Inactivity. Is it bad for you? Of course. But the latest research, as reported by MSN.com, shows that it may be worse than we thought.
Even if you think you have an energetic lifestyle, sitting is how most of us spend a good part of our day. And it’s killing us — literally — by way of obesity, heart disease, and diabetes.
Most people in modern society live fairly sedentary lives. They go from the television to the computer and back.
Sitting, sitting and more sitting. How many hours?
According to a poll of nearly 6,300 people by the Institute for Medicine and Public Health, it’s likely that you spend a stunning 56 hours a week planted like a geranium…
Well, that’s a lot of hours. Common sense would tell you that you could remedy all the sitting by getting extra exercise. But is that true?
We’ve become so sedentary that 30 minutes a day at the gym may not do enough to counteract the detrimental effects of eight, nine, or 10 hours of sitting, says Genevieve Healy, Ph.D., a research fellow at the Cancer Prevention Research Centre of the University of Queensland in Australia.

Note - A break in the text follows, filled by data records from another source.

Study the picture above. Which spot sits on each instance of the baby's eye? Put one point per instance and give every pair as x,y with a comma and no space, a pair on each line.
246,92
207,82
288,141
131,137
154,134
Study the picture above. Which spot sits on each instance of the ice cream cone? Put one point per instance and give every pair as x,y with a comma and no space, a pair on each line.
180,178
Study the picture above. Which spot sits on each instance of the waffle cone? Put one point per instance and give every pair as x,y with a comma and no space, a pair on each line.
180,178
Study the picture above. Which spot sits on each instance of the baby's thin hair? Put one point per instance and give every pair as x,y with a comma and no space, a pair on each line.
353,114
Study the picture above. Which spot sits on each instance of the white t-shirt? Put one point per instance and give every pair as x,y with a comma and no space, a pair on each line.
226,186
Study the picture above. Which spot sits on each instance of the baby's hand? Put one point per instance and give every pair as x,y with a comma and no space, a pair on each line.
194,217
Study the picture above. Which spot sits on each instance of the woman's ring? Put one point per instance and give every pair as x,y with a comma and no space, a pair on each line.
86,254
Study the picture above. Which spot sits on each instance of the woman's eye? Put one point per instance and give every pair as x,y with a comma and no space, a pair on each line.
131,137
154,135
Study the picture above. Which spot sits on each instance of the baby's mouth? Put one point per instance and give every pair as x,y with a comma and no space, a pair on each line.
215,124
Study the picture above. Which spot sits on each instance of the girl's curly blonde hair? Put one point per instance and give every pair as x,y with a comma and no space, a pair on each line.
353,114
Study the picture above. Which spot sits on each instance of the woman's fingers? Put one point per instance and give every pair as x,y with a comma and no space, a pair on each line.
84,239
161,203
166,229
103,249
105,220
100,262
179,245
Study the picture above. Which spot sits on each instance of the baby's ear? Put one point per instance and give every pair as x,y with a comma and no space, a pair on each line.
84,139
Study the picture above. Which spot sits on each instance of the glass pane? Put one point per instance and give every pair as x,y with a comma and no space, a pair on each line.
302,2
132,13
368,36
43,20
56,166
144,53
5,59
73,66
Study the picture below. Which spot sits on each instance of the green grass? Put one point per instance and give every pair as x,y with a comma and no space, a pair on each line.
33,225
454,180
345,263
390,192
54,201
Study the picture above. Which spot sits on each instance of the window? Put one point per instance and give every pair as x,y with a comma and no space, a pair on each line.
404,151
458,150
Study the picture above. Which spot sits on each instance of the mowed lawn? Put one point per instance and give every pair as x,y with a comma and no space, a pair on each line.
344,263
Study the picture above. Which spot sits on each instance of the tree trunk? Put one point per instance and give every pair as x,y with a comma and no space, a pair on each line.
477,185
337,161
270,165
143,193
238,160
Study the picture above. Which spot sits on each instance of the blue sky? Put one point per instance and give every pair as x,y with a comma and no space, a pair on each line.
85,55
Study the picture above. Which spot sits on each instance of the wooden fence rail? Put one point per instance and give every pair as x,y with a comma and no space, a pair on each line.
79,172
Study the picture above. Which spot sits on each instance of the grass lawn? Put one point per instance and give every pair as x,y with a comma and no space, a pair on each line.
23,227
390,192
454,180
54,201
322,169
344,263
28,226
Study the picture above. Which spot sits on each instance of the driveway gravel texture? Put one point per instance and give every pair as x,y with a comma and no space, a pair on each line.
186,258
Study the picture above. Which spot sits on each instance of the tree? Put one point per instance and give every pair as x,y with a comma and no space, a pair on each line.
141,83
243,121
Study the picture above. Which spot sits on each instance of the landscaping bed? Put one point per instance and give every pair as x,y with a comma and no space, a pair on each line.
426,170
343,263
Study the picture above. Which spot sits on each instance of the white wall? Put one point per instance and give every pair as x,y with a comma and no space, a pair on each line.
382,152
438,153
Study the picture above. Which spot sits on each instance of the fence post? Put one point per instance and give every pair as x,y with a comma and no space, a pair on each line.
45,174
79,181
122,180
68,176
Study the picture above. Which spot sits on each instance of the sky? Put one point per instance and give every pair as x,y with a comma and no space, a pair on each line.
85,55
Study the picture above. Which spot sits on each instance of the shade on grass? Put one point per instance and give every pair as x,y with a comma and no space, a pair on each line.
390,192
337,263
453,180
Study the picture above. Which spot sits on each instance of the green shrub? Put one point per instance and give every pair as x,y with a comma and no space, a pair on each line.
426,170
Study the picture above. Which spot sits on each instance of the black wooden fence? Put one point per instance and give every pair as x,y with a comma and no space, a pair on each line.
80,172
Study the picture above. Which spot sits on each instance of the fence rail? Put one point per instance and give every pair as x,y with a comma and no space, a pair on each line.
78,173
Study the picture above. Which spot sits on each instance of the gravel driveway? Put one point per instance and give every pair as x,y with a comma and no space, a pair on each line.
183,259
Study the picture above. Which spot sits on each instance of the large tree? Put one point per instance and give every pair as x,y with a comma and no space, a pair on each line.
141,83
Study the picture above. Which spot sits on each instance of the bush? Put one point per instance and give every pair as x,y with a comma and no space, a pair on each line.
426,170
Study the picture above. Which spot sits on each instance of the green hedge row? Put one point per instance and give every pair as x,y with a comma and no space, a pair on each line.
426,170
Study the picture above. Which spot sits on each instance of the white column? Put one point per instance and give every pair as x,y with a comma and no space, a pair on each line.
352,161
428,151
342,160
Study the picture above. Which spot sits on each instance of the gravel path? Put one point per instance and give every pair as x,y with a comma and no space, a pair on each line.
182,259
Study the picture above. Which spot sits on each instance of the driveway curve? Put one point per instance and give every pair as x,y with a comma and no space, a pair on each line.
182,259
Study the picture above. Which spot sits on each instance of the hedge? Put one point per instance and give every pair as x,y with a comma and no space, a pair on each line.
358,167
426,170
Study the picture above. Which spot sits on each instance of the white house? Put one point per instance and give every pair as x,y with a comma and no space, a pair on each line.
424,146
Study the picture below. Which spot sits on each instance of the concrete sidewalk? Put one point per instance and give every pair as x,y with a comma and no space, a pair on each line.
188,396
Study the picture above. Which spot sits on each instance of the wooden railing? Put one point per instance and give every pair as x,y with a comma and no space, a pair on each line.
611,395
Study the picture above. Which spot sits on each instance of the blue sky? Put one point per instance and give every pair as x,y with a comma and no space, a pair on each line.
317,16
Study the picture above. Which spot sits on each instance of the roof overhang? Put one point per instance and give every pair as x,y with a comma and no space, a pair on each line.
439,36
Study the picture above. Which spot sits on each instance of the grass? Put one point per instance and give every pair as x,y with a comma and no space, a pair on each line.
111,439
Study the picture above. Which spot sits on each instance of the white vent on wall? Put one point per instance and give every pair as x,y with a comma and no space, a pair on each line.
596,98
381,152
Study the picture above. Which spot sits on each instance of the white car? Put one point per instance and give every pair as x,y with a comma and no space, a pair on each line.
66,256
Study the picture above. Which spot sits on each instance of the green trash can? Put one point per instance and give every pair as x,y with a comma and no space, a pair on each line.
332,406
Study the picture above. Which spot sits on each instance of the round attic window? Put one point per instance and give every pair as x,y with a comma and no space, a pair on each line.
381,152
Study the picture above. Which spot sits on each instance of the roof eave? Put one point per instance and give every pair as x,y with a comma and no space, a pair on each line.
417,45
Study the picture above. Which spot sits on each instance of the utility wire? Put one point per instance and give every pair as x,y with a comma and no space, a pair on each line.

The result: constant struggles with weight, blood pressure and diabetes, even while attempting to eat right and get proper exercise.
There’s a reason for that. Most people underestimate the amount of exercise that is needed to be healthy.
These human bodies developed during a time when they were active almost constantly. There were no indoor activities. Caves and huts and houses throughout history were dark.
When the sun came up everyone was out of doors. Survival involved activity — hunting, tending crops, getting water — and those that did not move did not survive.
Not so today. And inertia is a difficult thing. It’s hard to overcome. It leads to looking for the easy way.
It also leads doctors and therapists and trainers and people who should know better to minimize their exercise recommendations. So you see things like ultraquick workouts. And ads for devices that will make exercise painless, quick and easy.
Fortunately or unfortunately it doesn’t work that way. You can’t be fit and healthy without exercise. And a few minutes 3 times a week — despite what you’ve heard and despite what you’d like to believe — is just not enough.